Copyright is held by the author/owner(s). GLSVLSI'13, May 2-3, 2013, Paris, France. ACM 978-978-1-4503-1902-7/13/05.
EVALUATION
We evaluate useful cache capacity, access time and energy consumption of Adapcache and compare to DMR and TMR caches and also to Parichute [3] . We inject random persistent faults according to bit failure rate [0%-12%] by repeating each experiment 100 times.
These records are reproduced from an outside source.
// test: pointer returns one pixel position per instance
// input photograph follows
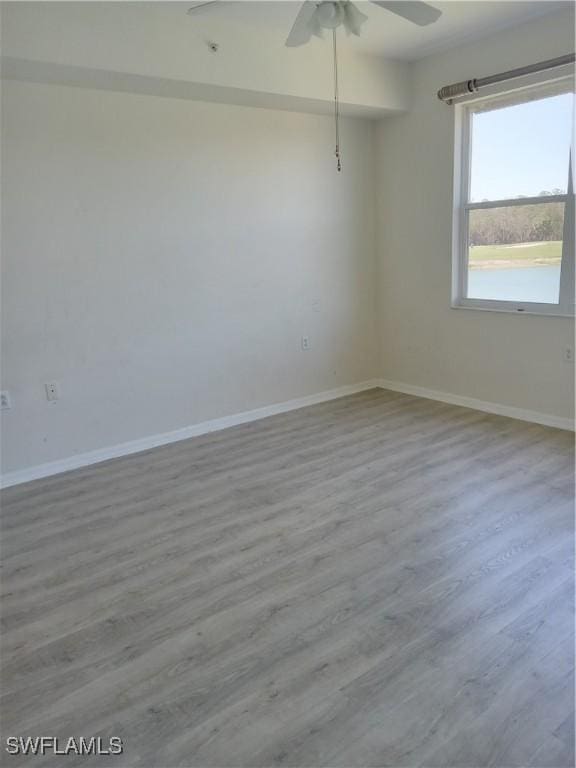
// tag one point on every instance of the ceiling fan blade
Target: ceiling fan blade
(353, 19)
(416, 12)
(304, 27)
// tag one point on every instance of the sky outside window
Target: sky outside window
(521, 150)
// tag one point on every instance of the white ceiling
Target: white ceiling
(384, 34)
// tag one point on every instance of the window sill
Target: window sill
(513, 311)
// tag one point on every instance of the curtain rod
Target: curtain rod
(466, 87)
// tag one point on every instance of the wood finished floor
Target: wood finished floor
(380, 580)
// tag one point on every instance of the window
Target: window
(514, 212)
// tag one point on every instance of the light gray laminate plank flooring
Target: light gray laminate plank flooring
(381, 580)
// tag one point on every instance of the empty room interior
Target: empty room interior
(287, 384)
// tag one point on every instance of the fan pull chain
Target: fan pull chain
(336, 103)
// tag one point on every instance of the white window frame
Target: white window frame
(462, 205)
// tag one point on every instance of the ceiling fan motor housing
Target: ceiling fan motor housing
(330, 14)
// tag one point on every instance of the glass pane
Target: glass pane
(514, 253)
(522, 150)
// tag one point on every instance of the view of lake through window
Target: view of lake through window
(520, 151)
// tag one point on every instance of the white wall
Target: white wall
(168, 50)
(502, 358)
(162, 258)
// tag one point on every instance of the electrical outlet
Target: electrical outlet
(52, 390)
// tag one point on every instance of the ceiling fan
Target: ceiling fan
(315, 16)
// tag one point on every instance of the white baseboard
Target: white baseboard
(479, 405)
(153, 441)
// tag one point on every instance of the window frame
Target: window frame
(464, 112)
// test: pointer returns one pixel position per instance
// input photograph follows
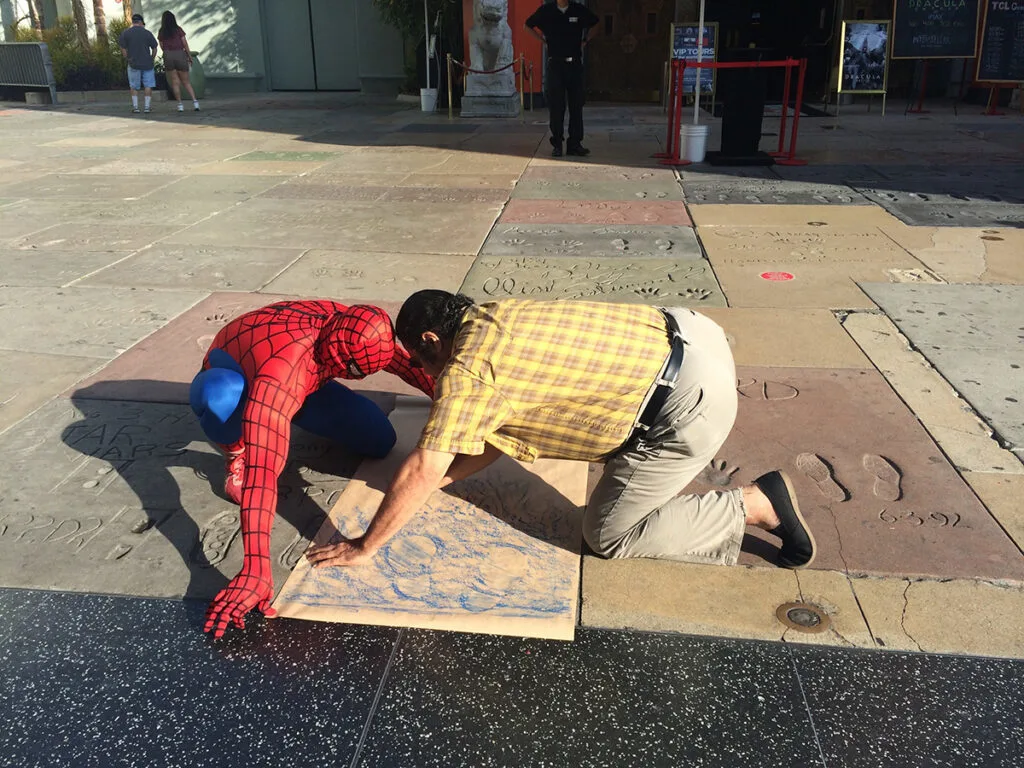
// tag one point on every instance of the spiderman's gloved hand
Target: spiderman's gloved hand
(252, 588)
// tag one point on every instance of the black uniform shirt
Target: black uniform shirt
(563, 30)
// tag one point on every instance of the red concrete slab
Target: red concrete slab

We calculate the useful cache capacity as the undisabled portion of the cache as can be seen in Figure 2 . Bit failure rate for persistent failures in the given Vcc is examined by Miller et al [3] which we reference in our work. Figure 2 presents the Vcc intervals that SCS, DCS and TCS can be used efficiently according to persistent bit failure rate. Figure 3 depicts the normalize energy consumption of each cache structure (We normalized based on a single parity protected cache in Vcc=1V). We calculate the latency of all structures for a single cache-line. In Adapcache, if a line is faulty, it takes 3 clock cycles to read and correct it. For DMR case it takes 5 clock cycles to read selected lines and detect the errors. Similarly, it may take 7 clock cycles for TMR structure to read selected cache-lines and check and correct the errors. Finally for Parichute, it may take up to 20 cycles if the bit failure rate is very high. This latency is almost two times the L2 cache latency which may not be acceptable.